Au-delà des investissements qui devront être consentis, l'objectif de disposer d'un patrimoine immobilier moderne, fonctionnel et adapté aux nouvelles formes de pédagogie ne pourra être atteint que si les universités elles-mêmes progressent sensiblement dans la gestion de leur parc et dégagent d'importantes marges d'économies. En effet, pendant des décennies, elles se sont trop peu préoccupées de cette question, mais, sous l'impulsion de l'État, une réelle prise de conscience a lieu depuis quelques années. Ainsi, toutes les universités ont nommé un vice-président chargé de l'immobilier et se sont dotées de schémas pluriannuels de stratégie immobilière. Ces progrès n'en restent pas moins très inégaux et souvent parcellaires – j'ai pu le constater lors des auditions que j'ai menées.

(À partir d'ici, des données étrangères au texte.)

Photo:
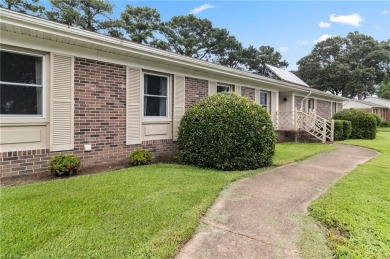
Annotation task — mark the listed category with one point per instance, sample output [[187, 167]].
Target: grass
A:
[[140, 212], [291, 152], [383, 129], [356, 210]]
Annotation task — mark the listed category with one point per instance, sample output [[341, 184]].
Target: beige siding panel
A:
[[179, 104], [13, 136], [238, 90], [133, 106], [62, 103], [212, 87]]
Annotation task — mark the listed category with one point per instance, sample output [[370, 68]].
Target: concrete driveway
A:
[[254, 217]]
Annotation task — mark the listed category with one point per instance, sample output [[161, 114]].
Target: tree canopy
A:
[[92, 15], [348, 66]]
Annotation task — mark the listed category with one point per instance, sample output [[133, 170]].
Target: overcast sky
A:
[[291, 27]]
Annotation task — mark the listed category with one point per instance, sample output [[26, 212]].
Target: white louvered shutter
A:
[[212, 87], [179, 104], [238, 89], [257, 96], [62, 103], [133, 106]]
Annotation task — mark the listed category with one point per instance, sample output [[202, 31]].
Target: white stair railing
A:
[[313, 124]]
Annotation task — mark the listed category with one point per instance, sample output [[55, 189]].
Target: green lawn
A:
[[141, 212], [357, 209]]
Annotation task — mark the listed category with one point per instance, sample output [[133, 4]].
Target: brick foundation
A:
[[195, 90], [248, 93], [100, 120]]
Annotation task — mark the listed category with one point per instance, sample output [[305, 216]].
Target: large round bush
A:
[[363, 124], [227, 132]]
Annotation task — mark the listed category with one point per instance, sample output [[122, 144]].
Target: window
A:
[[265, 100], [310, 104], [223, 88], [155, 96], [21, 84], [334, 108]]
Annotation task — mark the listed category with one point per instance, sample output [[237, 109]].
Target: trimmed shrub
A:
[[385, 124], [347, 129], [64, 165], [227, 132], [377, 119], [140, 157], [363, 124], [342, 129]]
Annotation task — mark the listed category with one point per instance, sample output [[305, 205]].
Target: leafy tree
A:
[[24, 6], [189, 35], [140, 23], [227, 50], [255, 60], [349, 66], [383, 90], [92, 15]]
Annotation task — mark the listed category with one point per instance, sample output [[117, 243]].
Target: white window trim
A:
[[268, 100], [225, 85], [156, 118], [24, 117]]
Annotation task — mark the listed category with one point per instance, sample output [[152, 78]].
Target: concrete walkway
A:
[[254, 217]]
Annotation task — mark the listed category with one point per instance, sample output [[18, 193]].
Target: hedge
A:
[[227, 132], [342, 129], [363, 124]]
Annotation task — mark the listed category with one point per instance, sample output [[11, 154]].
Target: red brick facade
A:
[[195, 90], [249, 93], [100, 110]]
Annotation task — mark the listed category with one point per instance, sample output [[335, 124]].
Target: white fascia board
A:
[[134, 49]]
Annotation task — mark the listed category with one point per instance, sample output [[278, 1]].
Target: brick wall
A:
[[248, 93], [195, 90], [100, 110], [323, 109]]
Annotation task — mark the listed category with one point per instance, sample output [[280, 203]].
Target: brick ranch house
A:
[[374, 105], [67, 90]]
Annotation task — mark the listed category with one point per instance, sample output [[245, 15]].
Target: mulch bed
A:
[[44, 177]]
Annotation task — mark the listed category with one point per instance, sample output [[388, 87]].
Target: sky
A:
[[291, 27]]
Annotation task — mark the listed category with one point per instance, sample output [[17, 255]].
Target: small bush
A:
[[363, 124], [64, 165], [385, 124], [140, 157], [377, 118], [342, 129], [347, 129], [227, 132]]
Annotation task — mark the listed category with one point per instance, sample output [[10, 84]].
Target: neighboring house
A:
[[72, 91], [378, 106]]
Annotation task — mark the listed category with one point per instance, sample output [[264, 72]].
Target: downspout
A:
[[307, 96]]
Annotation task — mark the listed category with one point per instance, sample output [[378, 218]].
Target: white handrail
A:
[[315, 125]]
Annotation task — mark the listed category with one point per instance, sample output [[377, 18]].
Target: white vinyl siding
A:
[[133, 106], [179, 103], [62, 103]]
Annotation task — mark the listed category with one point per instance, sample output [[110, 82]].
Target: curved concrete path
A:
[[254, 217]]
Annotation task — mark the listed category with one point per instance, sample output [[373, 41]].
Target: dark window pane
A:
[[223, 88], [263, 99], [155, 106], [17, 68], [20, 100], [155, 85]]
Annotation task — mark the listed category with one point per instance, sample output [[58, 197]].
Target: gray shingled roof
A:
[[286, 76]]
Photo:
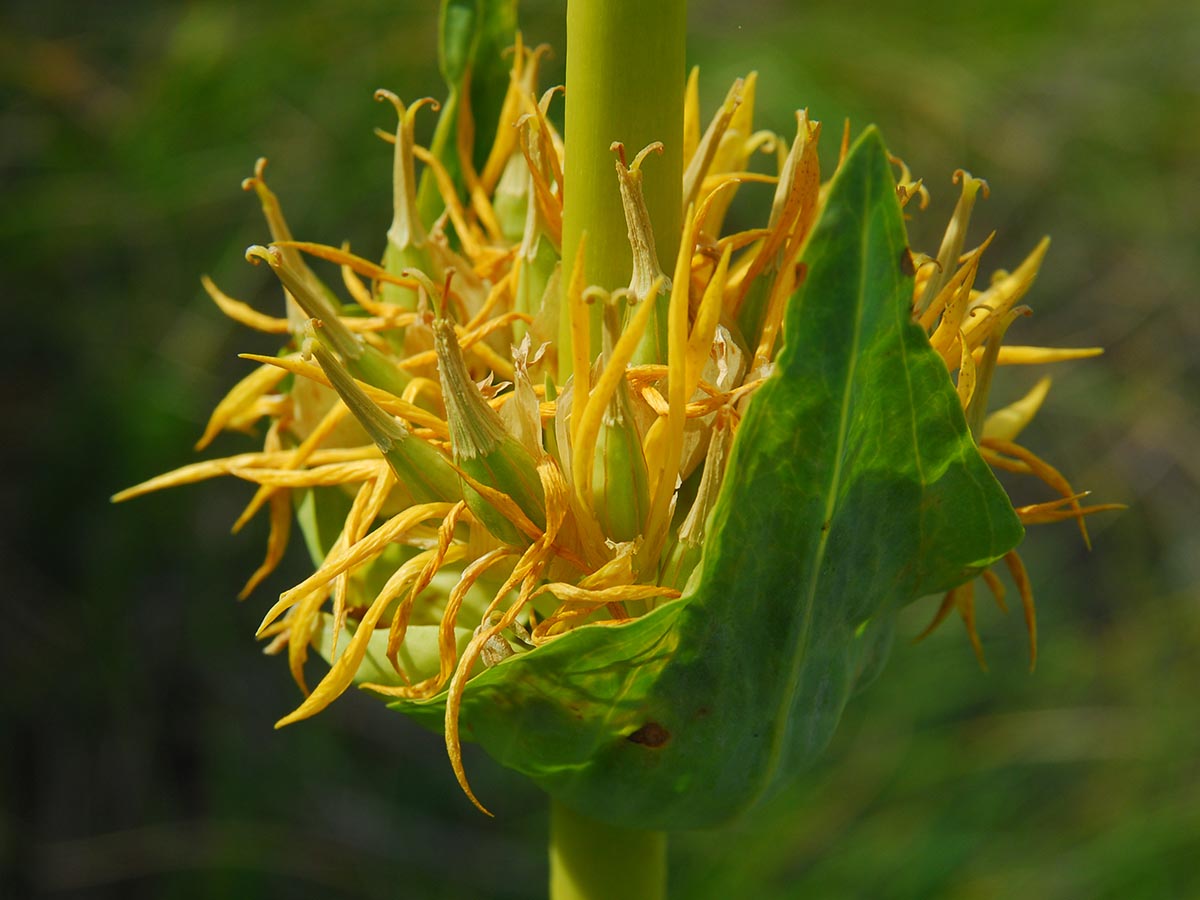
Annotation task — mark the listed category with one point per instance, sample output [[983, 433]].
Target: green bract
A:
[[853, 487]]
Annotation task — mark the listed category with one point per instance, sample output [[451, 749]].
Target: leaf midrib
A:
[[797, 658]]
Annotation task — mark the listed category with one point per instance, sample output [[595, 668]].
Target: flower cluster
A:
[[484, 451]]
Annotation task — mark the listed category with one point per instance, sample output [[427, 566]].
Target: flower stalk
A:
[[625, 73], [593, 861]]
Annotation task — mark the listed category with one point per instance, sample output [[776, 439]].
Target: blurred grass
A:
[[138, 757]]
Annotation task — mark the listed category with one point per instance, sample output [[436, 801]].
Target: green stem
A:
[[593, 861], [625, 73]]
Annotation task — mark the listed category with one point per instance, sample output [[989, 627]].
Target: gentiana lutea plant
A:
[[625, 495]]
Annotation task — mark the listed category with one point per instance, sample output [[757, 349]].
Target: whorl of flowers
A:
[[485, 451]]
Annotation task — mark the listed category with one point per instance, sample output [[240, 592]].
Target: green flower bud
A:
[[484, 449], [423, 471]]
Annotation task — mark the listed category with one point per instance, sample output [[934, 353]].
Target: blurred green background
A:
[[137, 756]]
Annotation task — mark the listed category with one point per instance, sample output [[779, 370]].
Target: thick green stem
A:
[[625, 73], [593, 861]]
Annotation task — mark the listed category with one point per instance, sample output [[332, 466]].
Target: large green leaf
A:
[[852, 489], [473, 37]]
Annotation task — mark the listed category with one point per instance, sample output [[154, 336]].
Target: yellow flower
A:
[[484, 509]]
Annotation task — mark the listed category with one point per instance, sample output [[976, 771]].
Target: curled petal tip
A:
[[269, 255], [655, 147]]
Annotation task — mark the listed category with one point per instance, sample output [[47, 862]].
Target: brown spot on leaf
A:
[[651, 735]]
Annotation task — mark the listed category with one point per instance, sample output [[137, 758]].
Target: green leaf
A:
[[473, 37], [852, 489]]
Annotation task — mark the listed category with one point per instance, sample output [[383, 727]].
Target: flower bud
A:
[[483, 448]]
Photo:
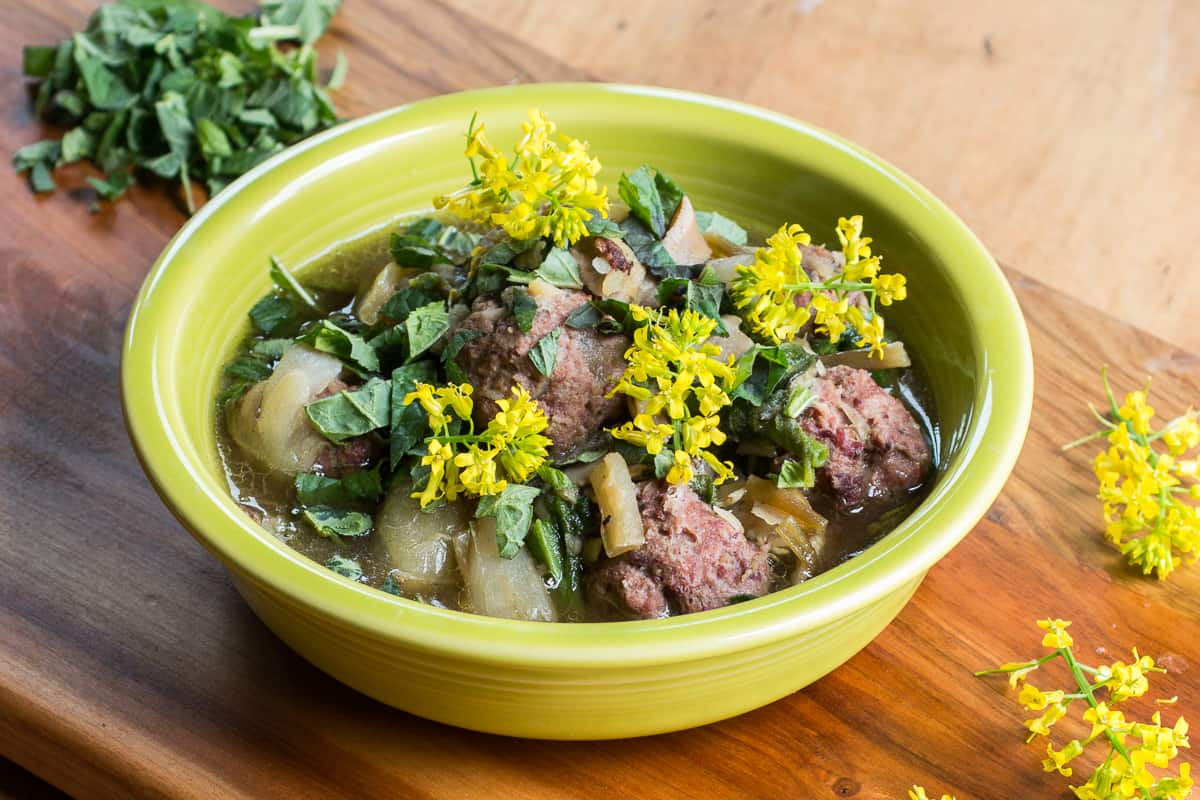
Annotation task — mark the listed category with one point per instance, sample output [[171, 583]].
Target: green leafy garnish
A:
[[711, 222], [652, 197], [352, 348], [561, 270], [425, 326], [513, 510], [545, 353], [335, 523], [345, 567], [352, 413], [525, 308], [178, 90], [363, 486], [409, 423]]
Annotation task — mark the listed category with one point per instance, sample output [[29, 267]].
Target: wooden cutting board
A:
[[129, 666]]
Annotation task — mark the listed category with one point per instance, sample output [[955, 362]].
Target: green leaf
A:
[[273, 313], [337, 77], [345, 567], [409, 423], [214, 142], [40, 179], [77, 143], [352, 413], [413, 251], [525, 308], [641, 194], [309, 17], [561, 270], [288, 283], [113, 186], [335, 523], [513, 510], [46, 151], [425, 326], [271, 349], [646, 246], [545, 353], [37, 61], [421, 290], [363, 486], [585, 316], [106, 90], [670, 196], [352, 348], [247, 370], [459, 340], [711, 222], [545, 545]]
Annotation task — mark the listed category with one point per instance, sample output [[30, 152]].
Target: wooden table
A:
[[1062, 132]]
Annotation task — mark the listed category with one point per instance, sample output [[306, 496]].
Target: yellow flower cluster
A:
[[469, 463], [1133, 746], [679, 385], [771, 290], [1146, 479], [918, 793], [550, 188]]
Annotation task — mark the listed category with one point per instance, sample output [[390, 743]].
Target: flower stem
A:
[[1085, 686]]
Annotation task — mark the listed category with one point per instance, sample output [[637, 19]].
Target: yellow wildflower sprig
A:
[[1133, 746], [679, 385], [549, 190], [1146, 477], [460, 463], [918, 793], [769, 290]]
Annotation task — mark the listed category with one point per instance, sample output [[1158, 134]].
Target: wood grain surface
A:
[[129, 666]]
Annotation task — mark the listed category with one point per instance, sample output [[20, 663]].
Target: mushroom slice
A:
[[684, 240]]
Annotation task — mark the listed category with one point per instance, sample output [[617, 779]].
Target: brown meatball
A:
[[876, 449], [693, 559], [588, 365]]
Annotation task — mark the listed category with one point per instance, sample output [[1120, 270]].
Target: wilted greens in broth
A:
[[541, 404]]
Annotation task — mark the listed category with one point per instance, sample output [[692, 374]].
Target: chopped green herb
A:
[[352, 413], [180, 90], [409, 423], [345, 567], [352, 348], [425, 326], [336, 523], [561, 270], [513, 510], [525, 308], [711, 222], [545, 353], [363, 486]]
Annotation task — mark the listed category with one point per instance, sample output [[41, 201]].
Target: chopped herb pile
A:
[[179, 90]]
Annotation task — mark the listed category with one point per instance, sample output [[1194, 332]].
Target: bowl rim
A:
[[989, 451]]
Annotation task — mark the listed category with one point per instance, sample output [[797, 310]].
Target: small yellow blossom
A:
[[1056, 632], [511, 447], [1144, 489], [549, 190], [1134, 749], [1035, 699], [681, 385], [1057, 759], [918, 793], [1041, 726], [778, 299]]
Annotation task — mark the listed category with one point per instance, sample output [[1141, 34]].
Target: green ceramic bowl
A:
[[581, 680]]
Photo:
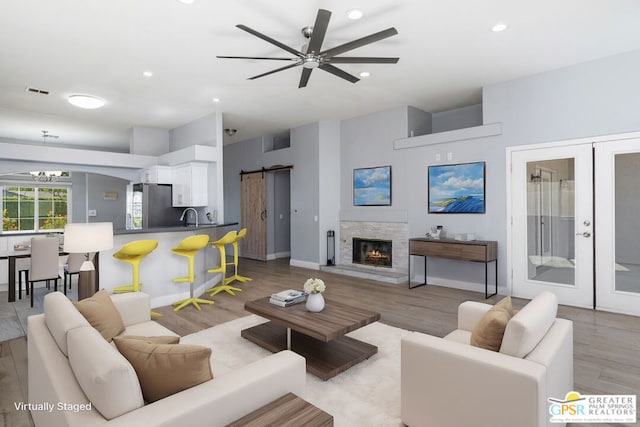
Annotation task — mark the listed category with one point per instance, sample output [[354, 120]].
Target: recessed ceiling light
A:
[[88, 102], [499, 27], [354, 14]]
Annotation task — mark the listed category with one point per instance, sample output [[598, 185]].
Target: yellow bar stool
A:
[[241, 234], [227, 239], [133, 253], [188, 248]]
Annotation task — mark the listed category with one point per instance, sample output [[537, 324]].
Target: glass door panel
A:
[[618, 229], [550, 221]]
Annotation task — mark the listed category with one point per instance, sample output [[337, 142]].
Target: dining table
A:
[[25, 252]]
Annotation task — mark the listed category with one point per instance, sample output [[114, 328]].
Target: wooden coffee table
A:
[[319, 337]]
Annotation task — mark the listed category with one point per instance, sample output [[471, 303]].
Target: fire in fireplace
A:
[[372, 252]]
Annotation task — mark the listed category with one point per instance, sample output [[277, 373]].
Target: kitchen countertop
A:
[[173, 228]]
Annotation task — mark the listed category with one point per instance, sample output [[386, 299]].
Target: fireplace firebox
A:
[[372, 252]]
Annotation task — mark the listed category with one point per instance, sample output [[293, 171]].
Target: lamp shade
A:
[[88, 237]]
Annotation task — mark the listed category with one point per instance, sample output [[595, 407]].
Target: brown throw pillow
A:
[[102, 314], [162, 339], [165, 369], [490, 329]]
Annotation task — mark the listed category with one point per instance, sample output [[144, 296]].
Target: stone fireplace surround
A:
[[397, 232]]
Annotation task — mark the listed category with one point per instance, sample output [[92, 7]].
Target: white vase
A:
[[315, 302]]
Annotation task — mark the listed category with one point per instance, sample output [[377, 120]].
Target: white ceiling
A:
[[447, 54]]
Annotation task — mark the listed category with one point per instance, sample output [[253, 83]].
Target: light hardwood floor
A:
[[606, 345]]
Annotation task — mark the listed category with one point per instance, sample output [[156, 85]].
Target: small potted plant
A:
[[315, 300]]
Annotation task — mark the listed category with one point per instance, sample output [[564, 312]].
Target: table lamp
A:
[[87, 238]]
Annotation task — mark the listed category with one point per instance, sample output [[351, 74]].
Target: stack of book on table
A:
[[288, 297]]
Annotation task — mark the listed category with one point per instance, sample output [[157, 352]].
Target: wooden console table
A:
[[474, 251]]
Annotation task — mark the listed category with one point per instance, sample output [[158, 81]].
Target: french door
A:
[[552, 223], [617, 191], [574, 229]]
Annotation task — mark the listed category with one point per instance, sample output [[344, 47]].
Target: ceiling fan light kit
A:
[[313, 57]]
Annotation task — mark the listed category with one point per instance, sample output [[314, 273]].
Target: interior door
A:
[[560, 201], [617, 189], [254, 215]]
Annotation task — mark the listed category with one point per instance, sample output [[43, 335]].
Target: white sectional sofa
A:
[[448, 382], [61, 337]]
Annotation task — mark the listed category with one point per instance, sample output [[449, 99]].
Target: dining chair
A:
[[72, 266], [44, 262], [22, 268]]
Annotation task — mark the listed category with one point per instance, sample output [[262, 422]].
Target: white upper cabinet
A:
[[190, 185], [156, 175]]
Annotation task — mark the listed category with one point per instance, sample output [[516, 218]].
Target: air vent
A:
[[36, 90]]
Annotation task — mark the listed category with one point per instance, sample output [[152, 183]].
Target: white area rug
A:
[[367, 394]]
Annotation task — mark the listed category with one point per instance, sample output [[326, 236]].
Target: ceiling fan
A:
[[313, 57]]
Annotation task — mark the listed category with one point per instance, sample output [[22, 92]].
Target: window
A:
[[32, 208]]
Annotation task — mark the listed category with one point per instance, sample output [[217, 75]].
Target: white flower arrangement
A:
[[314, 286]]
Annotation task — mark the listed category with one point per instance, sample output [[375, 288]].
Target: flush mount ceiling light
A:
[[499, 27], [88, 102], [354, 14]]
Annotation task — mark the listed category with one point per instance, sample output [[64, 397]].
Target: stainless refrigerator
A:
[[150, 206]]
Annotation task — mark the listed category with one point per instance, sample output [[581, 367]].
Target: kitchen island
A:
[[160, 267]]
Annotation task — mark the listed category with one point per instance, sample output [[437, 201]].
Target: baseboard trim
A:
[[278, 255], [304, 264]]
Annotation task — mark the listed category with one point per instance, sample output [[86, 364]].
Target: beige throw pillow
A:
[[163, 339], [490, 329], [102, 314], [165, 369]]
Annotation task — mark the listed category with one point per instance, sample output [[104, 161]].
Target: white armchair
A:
[[448, 382]]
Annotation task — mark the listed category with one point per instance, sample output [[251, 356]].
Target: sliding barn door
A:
[[254, 215]]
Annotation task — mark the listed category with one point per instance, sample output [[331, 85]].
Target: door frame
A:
[[508, 169]]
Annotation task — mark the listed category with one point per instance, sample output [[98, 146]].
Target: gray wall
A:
[[305, 188], [281, 213], [107, 210], [457, 119], [202, 131]]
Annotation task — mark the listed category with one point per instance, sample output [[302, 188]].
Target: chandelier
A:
[[45, 176]]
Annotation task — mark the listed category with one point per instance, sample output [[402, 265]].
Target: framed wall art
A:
[[456, 188], [372, 186]]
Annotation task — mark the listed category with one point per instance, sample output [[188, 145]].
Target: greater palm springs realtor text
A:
[[50, 407]]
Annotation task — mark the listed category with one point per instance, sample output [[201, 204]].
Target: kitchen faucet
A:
[[184, 212]]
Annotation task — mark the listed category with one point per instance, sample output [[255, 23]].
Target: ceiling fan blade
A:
[[257, 57], [361, 60], [270, 40], [275, 71], [359, 42], [304, 78], [319, 30], [338, 72]]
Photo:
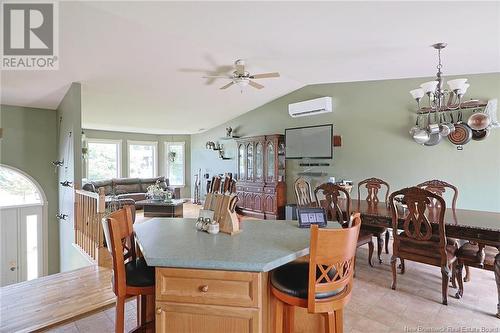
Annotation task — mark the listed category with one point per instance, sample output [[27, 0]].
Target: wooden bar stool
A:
[[131, 275], [324, 284], [333, 195]]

On peut également déplorer que les indispensables réflexions préalables sur l'évolution des modèles pédagogiques soient encore trop peu engagées dans nos universités. Je pense évidemment au défi de la dématérialisation de la formation. Contrairement aux préjugés, la dématérialisation n'implique pas la disparition des cours présentiels, mais elle encourage sans ambiguïté une véritable révolution des usages, encore beaucoup trop peu anticipée. Dès lors, il est indispensable de s'inscrire dans une perspective de moyen terme et d'élaborer une stratégie globale, qui permette de conforter les ressources que les universités peuvent consacrer à l'entretien de leur patrimoine.
Outre la dotation globale et les CPER, opportunément recentrés sur les réhabilitations, se pose évidemment la question de la dévolution du patrimoine. L'expérimentation menée par les universités de Clermont 1, Toulouse 1 et Poitiers paraît, à ce stade, très prometteuse, les équipes universitaires s'étant manifestement emparées avec professionnalisme de ces nouvelles missions. Cependant, son extension ne pourra se faire que progressivement étant donné les coûts que cela représente pour les finances publiques. Je suggère donc une logique à la fois progressive et vertueuse encourageant les universités à rationaliser et mutualiser leurs pôles immobiliers, les prochaines dévolutions étant réservées aux seules COMUE qui auraient préalablement fourni les indispensables efforts de mutualisation. Dans le même esprit, l'accès aux crédits du PIA 3, que j'appelle de mes voeux dans le rapport, pourrait être lié à la dévolution et traduire, via un apport en capital par exemple, la volonté d'aller vers un transfert à moyen terme et d'accompagner ainsi ce changement de modèle.
Enfin, il faut encourager les universités à faire preuve d'initiative et de créativité pour dégager de plus amples ressources propres, notamment en tirant partie de leur vaste patrimoine pour procéder à des locations temporaires, à des congrès ou à des summer schools, et surtout en s'engageant avec force et conviction dans la mission exaltante de la formation professionnelle. Ainsi participerait-elle pleinement à l'objectif d'élévation du niveau de formation de notre société.
Je suis favorable à l'adoption des crédits de la mission « Recherche et enseignement », sous réserve de l'adoption de l'amendement du Gouvernement qui conforte les 100 millions d'euros du programme 150.